June 28, 2018

Justice Anthony Kennedy retires from U.S. Supreme Court


After months of speculation, Anthony Kennedy, the pivotal justice in so many cases including abortion, announced today that he retiring from the Supreme Court effective July 31.

Speaking on the Senate floor, Majority Leader Mitch McConnell (R-Ky.) said. “The Senate stands ready to fulfill its constitutional role by offering advice and consent … we will vote to confirm Justice Kennedy’s successor this fall.”

The decision by the 81-year-old Kennedy gives President Trump his second opportunity to shape the Supreme Court possibly for decades to come. In April 2017, President Trump formally appointed appeals court judge Neil M. Gorsuch to succeed Justice Antonin Scalia who died in April 2016.

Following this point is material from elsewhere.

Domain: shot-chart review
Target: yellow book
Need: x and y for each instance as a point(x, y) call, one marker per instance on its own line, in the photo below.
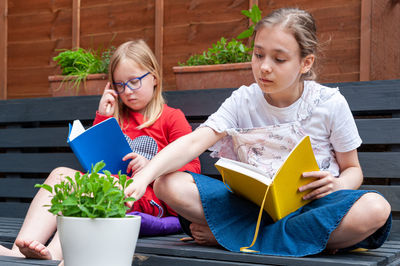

Kennedy had dropped a number of hints, only seemingly to step back, that he would be leaving after 30 years on the nation’s highest court. He was appointed by President Reagan in 1988.

In a letter hand delivered following today’s last batch of decisions, Kennedy told President Trump

“My dear Mr. President. For a member of the legal profession it is the highest of honor to serve on this court. Please permit me by this letter to express my profound gratitude for having had the privilege to seek in each case how best to know, interpret and defend the Constitution and the laws that must always conform to its mandates and promises.”

There have been titanic battles over nominees to the Supreme Court, including those who were ultimately defeated and others, such as Justice Clarence Thomas, who surmounted an all-out attempt at character assassination. But with the Court so evenly divided and with Democrats happily moving further and further to the Left, this confirmation fight will no doubt be one for the ages.

Kennedy was a part of the coalition that upheld the core holdings of Roe v. Wade in the 1992 Casey case. He also was part of the majority that struck commonsense abortion regulations in the 2016 Women’s Health v. Hellerstadt decision.

On the other side he was a pivotal vote in the 2007 Gonzales v. Carhart decision which upheld the federal ban on partial-birth abortions and just this week was part of the 5-4 majority which struck a California law that attacked the free speech rights of pregnancy help centers.

In response to Associate Justice Anthony Kennedy’s announcement the following statement may be attributed to National Right to Life President Carol Tobias:

All too often, our efforts to protect unborn children and other vulnerable humans have been overridden by judges who believe they have a right to impose their own policy preferences. We look forward to President Trump nominating a jurist who shares the view that Supreme Court justices are constrained to enforce the text and original intent of constitutional provisions, and on all other matters should defer to democratically elected lawmakers.